Istilah kekinian yang semakin populer yang tidak hanya membutuhkan kejelian dalam mengamati perkembangan di masyarakat tapi juga imajinasi dan kreatifitas serta kemampuan produksi dan distribusi yang memadai.
Beberapa lembaga sosial dan kemasyarakatan juga telah banyak aktif dengan mengembangkan platform dan akun media digital termasuk media sosial. Namun nampaknya masih banyak yang belum memiliki sumber daya manusia pendukung yang memadai. Dalam pengertian mampu memproduksi dan menyebarluaskan konten dengan kemasan yang menarik perhatian masyarakat yang dituju.
Menyadari hal tersebut, wajar jika “media mainstream” termasuk Koran Pikiran Rakyat coba keluar dari zona nyaman untuk menyesuaikan diri dengan perubahan pola konsumsi media oleh masyarakat.
Radio, televisi dan terutama surat kabar yang memang sejak awal berbasis berita ketimbang hiburan, kini telah banyak yang mereposisi diri bukan hanya sebagai pelengkap, tapi menjadi “clearing house” bagi masyarakat yang memberi kepastian atas berbagai informasi dan bentukan bingkai pemberitaan yang berkembang di media sosial. Dapat dikatakan bahwa berita media cetak telah melewati proses sedemikian rupa sehingga dapat menjadi tolok ukur kebenaran berita di media sosial.
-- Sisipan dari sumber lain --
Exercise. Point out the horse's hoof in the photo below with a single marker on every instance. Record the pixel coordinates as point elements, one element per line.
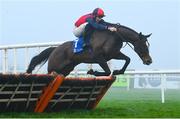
<point>53,73</point>
<point>90,72</point>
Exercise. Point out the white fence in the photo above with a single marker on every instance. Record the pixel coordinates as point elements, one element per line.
<point>10,52</point>
<point>26,47</point>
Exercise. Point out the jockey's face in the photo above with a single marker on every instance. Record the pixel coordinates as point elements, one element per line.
<point>98,19</point>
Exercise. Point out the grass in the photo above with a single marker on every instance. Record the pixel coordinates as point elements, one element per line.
<point>118,103</point>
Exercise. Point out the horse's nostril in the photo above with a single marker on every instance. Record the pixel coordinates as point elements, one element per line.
<point>149,61</point>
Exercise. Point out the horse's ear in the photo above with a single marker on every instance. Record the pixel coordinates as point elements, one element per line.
<point>148,35</point>
<point>140,35</point>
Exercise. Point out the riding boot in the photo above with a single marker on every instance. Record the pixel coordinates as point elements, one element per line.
<point>86,36</point>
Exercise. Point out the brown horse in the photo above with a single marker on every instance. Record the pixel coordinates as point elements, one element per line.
<point>104,46</point>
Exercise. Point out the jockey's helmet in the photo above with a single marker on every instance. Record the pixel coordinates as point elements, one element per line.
<point>98,12</point>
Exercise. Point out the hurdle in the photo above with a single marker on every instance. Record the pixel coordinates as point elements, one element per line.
<point>46,93</point>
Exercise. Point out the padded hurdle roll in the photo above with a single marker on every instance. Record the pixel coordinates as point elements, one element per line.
<point>45,93</point>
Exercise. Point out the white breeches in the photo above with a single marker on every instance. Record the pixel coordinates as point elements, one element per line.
<point>78,31</point>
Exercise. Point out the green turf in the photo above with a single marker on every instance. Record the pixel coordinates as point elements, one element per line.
<point>119,102</point>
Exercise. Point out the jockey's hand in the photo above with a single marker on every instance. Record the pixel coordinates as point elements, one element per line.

Di sisi lain lewat diversifikasi di media sosial seperti yang dilakukan Koran Pikiran Rakyat, salah satu bentuk upaya memberi ruang untuk mengakomodir kebutuhan mitra usahanya baik dari pemerintah maupun swasta. Sehingga dapat memberi layanan untuk kebutuhan promosi dan pemasaran baik lembaga pemerintah, swasta dan individu sesuai kebutuhan terkini.(*)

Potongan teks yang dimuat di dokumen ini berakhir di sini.